The memoirs are from former Secretary of State Hillary Clinton and ex-Treasury Secretary Timothy Geithner, and the latest examples of confidants signed to big book contracts to examine a presidency not yet over and policy decisions still being implemented.

The books will be released four months after former Defense Secretary Robert Gates' memoir landed like a sucker punch in the West Wing.

Gates gave political advisers in the White House virtually no warning and no advance copy of his book, which included sharp criticisms of Obama's decision-making.

Obama aides do not appear to be readying for a repeat of their experience with Gates' book.

Geithner has not provided the White House with advance copies of "Stress Test," but the text has been reviewed by lawyers at Treasury and the Federal Reserve. Drafts of Clinton's book, "Hard Choices," have been circulating for months among a small number of officials in Obama's National Security Council.

Clinton's book will be combed for any sign of discord with Obama. He defeated her in the 2008 Democratic presidential primary campaign and holds the office she may run for in 2016.

Clinton has said little about the book, due out June 10. It is expected to center on the main foreign policy challenges she was involved in at the State Department, including the Syrian civil war and the start of secret discussions with Iran that led to the current nuclear negotiations.

Discussing the book in March, Clinton said reliving her years as America's chief diplomat "has been eye-opening because when you are in the middle of it, you get up every day, you put one foot in front of the other and try to do the best you can."

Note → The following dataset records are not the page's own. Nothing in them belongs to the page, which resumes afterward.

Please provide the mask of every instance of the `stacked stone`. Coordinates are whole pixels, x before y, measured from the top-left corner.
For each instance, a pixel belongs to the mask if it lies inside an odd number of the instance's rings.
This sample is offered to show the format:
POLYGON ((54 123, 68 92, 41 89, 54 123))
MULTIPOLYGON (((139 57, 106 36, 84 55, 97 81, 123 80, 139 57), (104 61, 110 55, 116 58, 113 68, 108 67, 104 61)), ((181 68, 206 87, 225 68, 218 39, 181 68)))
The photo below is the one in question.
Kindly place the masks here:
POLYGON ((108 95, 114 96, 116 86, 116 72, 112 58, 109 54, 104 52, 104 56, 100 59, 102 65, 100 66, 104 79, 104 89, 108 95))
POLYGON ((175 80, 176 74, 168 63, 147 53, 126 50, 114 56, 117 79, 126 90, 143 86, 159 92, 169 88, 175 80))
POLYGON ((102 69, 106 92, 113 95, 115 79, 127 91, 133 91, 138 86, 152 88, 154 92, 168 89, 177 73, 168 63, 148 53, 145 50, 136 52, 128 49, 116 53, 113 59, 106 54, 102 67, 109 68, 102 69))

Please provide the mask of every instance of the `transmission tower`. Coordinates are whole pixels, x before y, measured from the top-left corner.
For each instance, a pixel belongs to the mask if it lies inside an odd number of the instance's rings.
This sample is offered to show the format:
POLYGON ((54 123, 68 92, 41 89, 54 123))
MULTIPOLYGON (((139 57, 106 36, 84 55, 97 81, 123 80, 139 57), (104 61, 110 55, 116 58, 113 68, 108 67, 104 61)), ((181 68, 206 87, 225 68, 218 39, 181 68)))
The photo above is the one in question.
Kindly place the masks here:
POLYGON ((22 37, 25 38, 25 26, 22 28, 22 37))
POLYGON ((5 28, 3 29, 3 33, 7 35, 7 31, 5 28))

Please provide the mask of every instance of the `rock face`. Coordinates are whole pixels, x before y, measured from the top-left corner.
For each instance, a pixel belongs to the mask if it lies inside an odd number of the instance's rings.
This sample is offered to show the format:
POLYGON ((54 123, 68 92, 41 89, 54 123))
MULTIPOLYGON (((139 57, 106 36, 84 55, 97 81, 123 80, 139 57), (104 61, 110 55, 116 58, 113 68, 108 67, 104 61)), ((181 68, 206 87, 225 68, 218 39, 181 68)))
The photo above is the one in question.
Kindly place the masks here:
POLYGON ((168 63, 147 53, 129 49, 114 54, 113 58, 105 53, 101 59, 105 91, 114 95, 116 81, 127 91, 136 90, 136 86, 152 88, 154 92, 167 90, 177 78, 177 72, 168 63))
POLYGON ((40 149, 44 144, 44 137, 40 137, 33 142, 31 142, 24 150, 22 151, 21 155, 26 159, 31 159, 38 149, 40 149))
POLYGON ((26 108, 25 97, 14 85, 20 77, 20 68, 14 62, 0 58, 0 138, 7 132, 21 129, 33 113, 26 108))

Geithner's book, due out Monday, and is expected to focus on the decisions the government made in response to the recession that gripped the United States at the start of Obama's presidency. Geithner was at the center of the negotiations over the administration's massive economic stimulus package and the Dodd-Frank financial regulation bill.

Gates' "Duty: Memoirs of a Secretary of War" was critical of Obama's decision-making and accused Vice President Joe Biden of having "been wrong on nearly every major foreign policy and national security issue over the past four decades."

Former officials are not obligated to share their pending books with the White House, but they do typically check sensitive and potentially classified material with administration lawyers. Gates' book was screened by the Pentagon. Chapters in Clinton's memoir were reviewed by national security officials.

It is unusual for books from three high-level advisers to come in such rapid succession at this stage in a presidency.

Most of former President George W. Bush's top Cabinet officials waited until after he left office to write about their tenure.

Paul O'Neill, Bush's first treasury secretary, did work with author Ron Suskind on a scathing 2004 book that accused the president of planning the Iraq war months ahead of the Sept. 11, 2001, terrorist attacks. Scott McClellan, who served as Bush's press secretary, released a similarly harsh book in 2008, catching many officials off guard.